The Real Chateau of Secrets

Chateaud'Agneaux

Chateau d’Agneaux

In 2013 I had the privilege of visiting Normandy with several girlfriends to research for my time-slip novel Chateau of Secrets. On a snowy March evening, Ann Menke gave us a tour of the medieval Château d’Agneaux–the setting for my novel–set on jagged cliffs above the River Vire.

The chateau had been bombed during World War II so only half of the thousand-year-old structure remained, but it has been beautifully restored with antique furnishings and modern appliances. It was a remarkable place, brimming with history and mystique, but even more remarkable than the house were the stories Ann told us about her mother-in-law who’d lived in the Château d’Agneaux during the war.

Genevieve de Saint Pern Menke was a French noblewoman who grew up at the Château d’Agneaux outside Saint-Lo. Under her family’s home was a tunnel where—according to family legend— her ancestors hid during the French Revolution. When the Nazi Germans occupied Genevieve’s country and ultimately her home, she risked her life to hide downed Allied airmen and members of the French resistance in this tunnel underneath the chateau.

GenevieveYounger

Genevieve de Saint Pern Menke

Genevieve joined the Red Cross in her early twenties and drove an ambulance to assist wounded soldiers in France. After the war, she was awarded the French Croix de Guerre medal for carrying soldiers to her ambulance while under fire from automatic weapons and mortars, the Red Cross Medal of Honor for treating soldiers on the battlefront, and a second Croix de Guerre for courageously and successfully negotiating the release of the French villagers in Germolles before they were executed by firing squad.

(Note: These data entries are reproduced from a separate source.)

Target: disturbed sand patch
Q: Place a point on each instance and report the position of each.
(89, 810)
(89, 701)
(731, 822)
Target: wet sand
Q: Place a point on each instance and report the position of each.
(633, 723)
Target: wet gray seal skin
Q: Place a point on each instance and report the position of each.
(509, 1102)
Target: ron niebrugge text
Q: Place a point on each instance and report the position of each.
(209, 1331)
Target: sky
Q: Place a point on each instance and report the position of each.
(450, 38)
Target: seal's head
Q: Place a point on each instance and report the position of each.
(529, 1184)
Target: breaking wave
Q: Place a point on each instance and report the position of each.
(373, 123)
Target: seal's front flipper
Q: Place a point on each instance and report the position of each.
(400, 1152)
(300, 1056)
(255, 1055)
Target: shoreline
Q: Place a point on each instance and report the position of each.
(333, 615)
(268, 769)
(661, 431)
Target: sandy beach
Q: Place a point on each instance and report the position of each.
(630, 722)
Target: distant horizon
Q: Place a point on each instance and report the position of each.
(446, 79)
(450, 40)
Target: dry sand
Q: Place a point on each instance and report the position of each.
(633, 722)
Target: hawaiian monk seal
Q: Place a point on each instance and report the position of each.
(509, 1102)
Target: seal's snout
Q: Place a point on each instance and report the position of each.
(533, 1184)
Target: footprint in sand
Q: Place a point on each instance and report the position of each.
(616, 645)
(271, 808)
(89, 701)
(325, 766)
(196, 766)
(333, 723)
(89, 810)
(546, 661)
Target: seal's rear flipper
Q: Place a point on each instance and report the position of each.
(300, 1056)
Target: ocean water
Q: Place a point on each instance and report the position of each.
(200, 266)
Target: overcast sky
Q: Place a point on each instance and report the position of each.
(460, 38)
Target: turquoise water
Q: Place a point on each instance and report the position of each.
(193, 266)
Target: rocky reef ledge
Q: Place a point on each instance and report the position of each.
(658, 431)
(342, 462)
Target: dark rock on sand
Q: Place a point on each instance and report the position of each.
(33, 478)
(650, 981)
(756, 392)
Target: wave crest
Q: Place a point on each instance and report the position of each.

During the hours of negotiation, she told the German officer that “an honorable man would not kill innocent people.”

While we were in France, we biked around the village where Genevieve once lived and spent our nights in the Menke family’s renovated manoir with its old stone tower and elegant paintings of ancestors on the walls. The people of Normandy welcomed us warmly, and we spent an afternoon dining with Serge and Marie Charlotte Letourneur, a beautiful couple who shared their memories of the war with us. Marie Charlotte’s father and mother had both been leaders in the local French resistance, and Serge gave us pieces of nylon from an American parachute that he’d found after D-Day. They honored us because we were Americans, and we were completely humbled by their regard.

Chateau of Secrets is based on the heroic true stories of the French and German people who fought against Hitler and his regime from the inside. Genevieve Menke passed away in 2010, but her legacy of courage and compassion lives on through her five sons, her many grandchildren and great-grandchildren, and I hope now as well through these fictional characters inspired by her heroism.